Re: futex+io_uring: futex_q::task can maybe be dangling (but is not actually accessed, so it's fine)
From: Jann Horn
Date: Mon Jan 13 2025 - 08:54:41 EST
On Sat, Jan 11, 2025 at 4:33 AM Jens Axboe <axboe@xxxxxxxxx> wrote:
> On 1/10/25 3:26 PM, Jann Horn wrote:
> > Hi!
> >
> > I think there is some brittle interaction between futex and io_uring;
> > but to be clear, I don't think that there is actually a bug here.
> >
> > In io_uring, when a IORING_OP_FUTEX_WAIT SQE is submitted with
> > IOSQE_ASYNC, an io_uring worker thread can queue up futex waiters via
> > the following path:
> >
> > ret_from_fork -> io_wq_worker -> io_worker_handle_work ->
> > io_wq_submit_work[called as ->do_work] -> io_issue_sqe ->
> > io_futex_wait[called as .issue] -> futex_queue -> __futex_queue
> >
> > futex_q instances normally describe synchronously waiting tasks, and
> > __futex_queue() records the identity of the calling task (which is
> > normally the waiter) in futex_q::task. But io_uring waits on futexes
> > asynchronously instead; from io_uring's perspective, a pending futex
> > wait is not tied to the task that called into futex_queue(), it is
> > just tied to the userspace task on behalf of which the io_uring worker
> > is acting (I think). So when a futex wait operation is started by an
> > io_uring worker task, I think that worker task could go away while the
> > futex_q is still queued up on the futex, and so I think we can end up
> > with a futex_q whose "task" member points to a freed task_struct.
> >
> > The good part is that (from what I understand) that "task" member is
> > only used for two purposes:
> >
> > 1. futexes that are either created through the normal futex syscalls
> > use futex_wake_mark as their .wake callback, which needs the task
> > pointer to know which task should be woken.
> > 2. PI futexes use it for priority inheritance magic (and AFAICS there
> > is no way for io_uring to interface with PI futexes)
> >
> > I'm not sure what is the best thing to do is here - maybe the current
> > situation is fine, and I should just send a patch that adds a comment
> > describing this to the definition of the "task" member?

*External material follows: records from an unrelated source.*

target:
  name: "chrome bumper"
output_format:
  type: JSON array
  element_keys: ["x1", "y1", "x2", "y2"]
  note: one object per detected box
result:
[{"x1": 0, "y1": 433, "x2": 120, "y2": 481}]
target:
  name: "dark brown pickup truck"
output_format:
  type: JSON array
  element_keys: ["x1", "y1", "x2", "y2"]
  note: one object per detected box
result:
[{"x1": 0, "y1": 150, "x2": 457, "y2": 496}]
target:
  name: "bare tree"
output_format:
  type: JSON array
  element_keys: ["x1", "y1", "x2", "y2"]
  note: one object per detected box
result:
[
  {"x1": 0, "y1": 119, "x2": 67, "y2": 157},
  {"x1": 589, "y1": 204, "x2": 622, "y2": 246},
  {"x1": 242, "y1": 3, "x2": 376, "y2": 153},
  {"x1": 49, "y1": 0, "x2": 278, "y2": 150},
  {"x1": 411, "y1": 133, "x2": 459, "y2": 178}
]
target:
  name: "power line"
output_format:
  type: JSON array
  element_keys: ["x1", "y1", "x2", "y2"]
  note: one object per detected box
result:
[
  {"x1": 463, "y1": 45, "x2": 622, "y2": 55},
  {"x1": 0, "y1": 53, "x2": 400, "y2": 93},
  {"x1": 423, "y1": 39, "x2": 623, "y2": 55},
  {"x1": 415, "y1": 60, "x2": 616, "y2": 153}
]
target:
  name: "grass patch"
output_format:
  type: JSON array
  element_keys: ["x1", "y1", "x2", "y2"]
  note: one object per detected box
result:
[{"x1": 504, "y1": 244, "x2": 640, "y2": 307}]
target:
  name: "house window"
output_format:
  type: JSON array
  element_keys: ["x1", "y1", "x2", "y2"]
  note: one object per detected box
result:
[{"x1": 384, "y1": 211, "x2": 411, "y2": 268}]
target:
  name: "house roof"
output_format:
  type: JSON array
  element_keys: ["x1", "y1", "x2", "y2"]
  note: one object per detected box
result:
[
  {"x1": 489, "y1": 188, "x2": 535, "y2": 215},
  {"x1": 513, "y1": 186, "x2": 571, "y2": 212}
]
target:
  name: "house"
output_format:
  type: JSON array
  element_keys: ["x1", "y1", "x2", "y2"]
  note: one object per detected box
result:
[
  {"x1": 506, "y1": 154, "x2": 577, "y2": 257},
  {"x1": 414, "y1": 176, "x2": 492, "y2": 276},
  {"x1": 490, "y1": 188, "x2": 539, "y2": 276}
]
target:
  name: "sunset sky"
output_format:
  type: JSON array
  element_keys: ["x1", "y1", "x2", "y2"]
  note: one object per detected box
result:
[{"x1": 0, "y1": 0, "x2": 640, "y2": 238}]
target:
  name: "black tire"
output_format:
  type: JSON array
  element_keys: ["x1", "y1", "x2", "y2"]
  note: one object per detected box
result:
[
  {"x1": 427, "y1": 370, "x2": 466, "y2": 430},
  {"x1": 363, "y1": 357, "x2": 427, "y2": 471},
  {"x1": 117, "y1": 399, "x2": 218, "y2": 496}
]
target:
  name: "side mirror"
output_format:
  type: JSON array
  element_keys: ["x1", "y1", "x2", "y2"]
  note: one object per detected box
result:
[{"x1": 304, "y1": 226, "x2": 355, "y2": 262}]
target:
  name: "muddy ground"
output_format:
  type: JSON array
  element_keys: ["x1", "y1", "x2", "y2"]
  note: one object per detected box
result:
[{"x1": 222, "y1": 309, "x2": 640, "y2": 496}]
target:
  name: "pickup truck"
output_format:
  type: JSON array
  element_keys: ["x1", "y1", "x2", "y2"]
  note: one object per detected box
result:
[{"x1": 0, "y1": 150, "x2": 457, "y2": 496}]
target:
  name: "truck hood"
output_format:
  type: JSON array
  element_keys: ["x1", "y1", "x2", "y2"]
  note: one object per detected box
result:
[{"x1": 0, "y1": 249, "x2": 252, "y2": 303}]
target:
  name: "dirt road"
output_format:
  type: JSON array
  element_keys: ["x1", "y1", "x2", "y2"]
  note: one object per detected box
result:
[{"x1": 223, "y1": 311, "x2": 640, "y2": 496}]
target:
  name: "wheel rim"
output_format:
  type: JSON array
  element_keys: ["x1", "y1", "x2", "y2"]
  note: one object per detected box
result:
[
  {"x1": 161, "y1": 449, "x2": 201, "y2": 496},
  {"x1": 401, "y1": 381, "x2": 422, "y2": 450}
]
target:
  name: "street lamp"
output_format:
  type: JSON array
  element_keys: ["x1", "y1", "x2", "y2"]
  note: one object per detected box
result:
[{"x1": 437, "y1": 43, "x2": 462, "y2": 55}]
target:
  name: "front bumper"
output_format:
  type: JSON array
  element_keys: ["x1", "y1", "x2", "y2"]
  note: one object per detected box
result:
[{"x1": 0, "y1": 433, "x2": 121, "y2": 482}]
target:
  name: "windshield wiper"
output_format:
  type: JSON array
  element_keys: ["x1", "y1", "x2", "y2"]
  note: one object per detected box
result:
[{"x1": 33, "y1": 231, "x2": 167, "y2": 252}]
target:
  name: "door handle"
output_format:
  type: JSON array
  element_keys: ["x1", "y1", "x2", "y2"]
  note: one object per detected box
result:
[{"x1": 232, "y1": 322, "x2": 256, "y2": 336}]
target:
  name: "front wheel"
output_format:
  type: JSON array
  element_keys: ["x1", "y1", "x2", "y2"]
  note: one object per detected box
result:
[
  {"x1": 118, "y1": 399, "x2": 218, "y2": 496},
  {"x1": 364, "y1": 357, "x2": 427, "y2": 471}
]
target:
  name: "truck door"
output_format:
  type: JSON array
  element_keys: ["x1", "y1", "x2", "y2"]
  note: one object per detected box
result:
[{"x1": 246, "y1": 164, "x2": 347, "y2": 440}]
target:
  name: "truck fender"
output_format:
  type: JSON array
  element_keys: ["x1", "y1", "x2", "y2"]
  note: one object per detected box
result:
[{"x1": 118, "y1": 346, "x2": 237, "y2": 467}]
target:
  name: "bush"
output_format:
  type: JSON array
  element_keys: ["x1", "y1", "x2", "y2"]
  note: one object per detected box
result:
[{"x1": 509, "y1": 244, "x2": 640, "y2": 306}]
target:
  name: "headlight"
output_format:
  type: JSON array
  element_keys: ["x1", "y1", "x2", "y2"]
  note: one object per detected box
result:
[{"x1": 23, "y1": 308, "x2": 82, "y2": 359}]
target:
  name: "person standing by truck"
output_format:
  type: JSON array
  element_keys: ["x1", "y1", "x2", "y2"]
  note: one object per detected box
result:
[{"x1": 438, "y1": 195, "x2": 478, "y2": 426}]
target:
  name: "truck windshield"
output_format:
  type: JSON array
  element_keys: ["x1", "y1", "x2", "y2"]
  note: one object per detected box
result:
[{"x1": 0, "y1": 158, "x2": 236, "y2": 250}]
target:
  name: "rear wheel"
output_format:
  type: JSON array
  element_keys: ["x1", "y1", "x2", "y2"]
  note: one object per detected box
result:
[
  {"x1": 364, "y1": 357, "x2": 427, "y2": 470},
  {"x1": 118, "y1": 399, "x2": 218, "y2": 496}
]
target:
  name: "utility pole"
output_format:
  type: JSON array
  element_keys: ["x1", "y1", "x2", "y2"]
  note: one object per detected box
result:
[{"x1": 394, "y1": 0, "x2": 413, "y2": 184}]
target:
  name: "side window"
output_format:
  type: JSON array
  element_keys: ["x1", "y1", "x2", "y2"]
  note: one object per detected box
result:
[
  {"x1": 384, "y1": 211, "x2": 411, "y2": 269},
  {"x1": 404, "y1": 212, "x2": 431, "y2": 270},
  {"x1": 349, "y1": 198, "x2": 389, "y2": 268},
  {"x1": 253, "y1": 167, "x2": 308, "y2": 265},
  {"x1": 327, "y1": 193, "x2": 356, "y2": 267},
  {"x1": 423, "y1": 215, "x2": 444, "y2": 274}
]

Or maybe it
> > would be better for robustness to ensure that the "task" member is
> > NULLed out in those cases, though that would probably make the
> > generated machine code a little bit more ugly? (Or maybe I totally
> > misunderstand what's going on and there isn't actually a dangling
> > pointer...)
>
> Good find. And yes the io-wq task could go away, if there's more of
> them.
>
> While it isn't an issue, dangling pointers make me nervous. We could do
> something like the (totally untested) below patch, where io_uring just
> uses __futex_queue() and make __futex_queue() take a task_struct as
> well. Other callers pass in 'current'.
>
> It's quite possible that it'd be safe to just use __futex_queue() and
> clear ->task after the queue, but if we pass in NULL from the get-go,
> then there's definitely not a risk of anything being dangling.
Yeah, this looks like a nice cleanup that makes this safer, thanks!